Archive for the ‘Classics’ Category

08
Jun

Unceasing Gladness for Everything

Review of Pollyana; Eleanor H. Porter; Puffin Classics, first published by Harrap 1927; pp 269

– Shana Susan Ninan

I haven’t seen many people who can remain ‘glad’ even in the darkest of times. And here’s a teeny girl, cheerful and with unbounded joy, looking optimistic at life. This was my second reading of the book (the first being in my teenage), and as an adult, I now see the story from Aunt Polly’s and the other adults’ eyes.

Pollyanna Whittier – her mom named her after her two sisters, Polly and Anna! – a recently orphaned girl, comes to live with her aunt, Polly. Now, Ms Polly is a stern spinster, who rarely smiles, let alone have the capacity to be glad about something in her life.

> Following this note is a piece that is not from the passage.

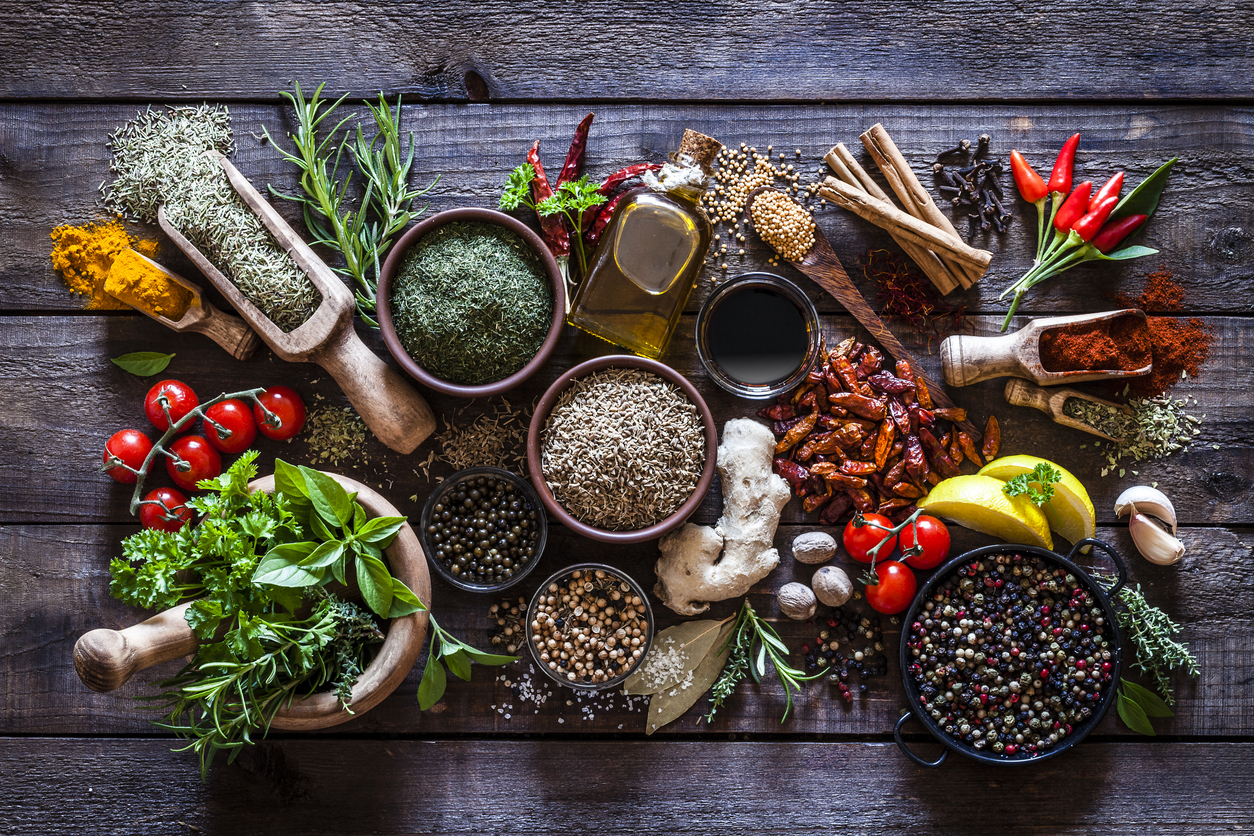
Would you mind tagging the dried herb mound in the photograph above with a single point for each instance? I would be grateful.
(622, 449)
(472, 303)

The little girl spreads cheer to all around her, whether at home or in the neighbourhood. And Aunt Polly finds it amusing, and irritating, that Pollyanna would even be happy to be punished! The young girl’s laughter and bubbling nature fills the house, to the point where when an accident befalls her, the whole place goes quiet and sad. Pollyanna’s optimism sees her through the dark days, giving strength to those who tend to her, too.

Pollyanna’s story is set in a time when mirrors were called looking-glass, and cars, motor-cars. The soothing narrative has a serene countryside and typical characters in it. And as a classic, it definitely scores. It made my day, once more.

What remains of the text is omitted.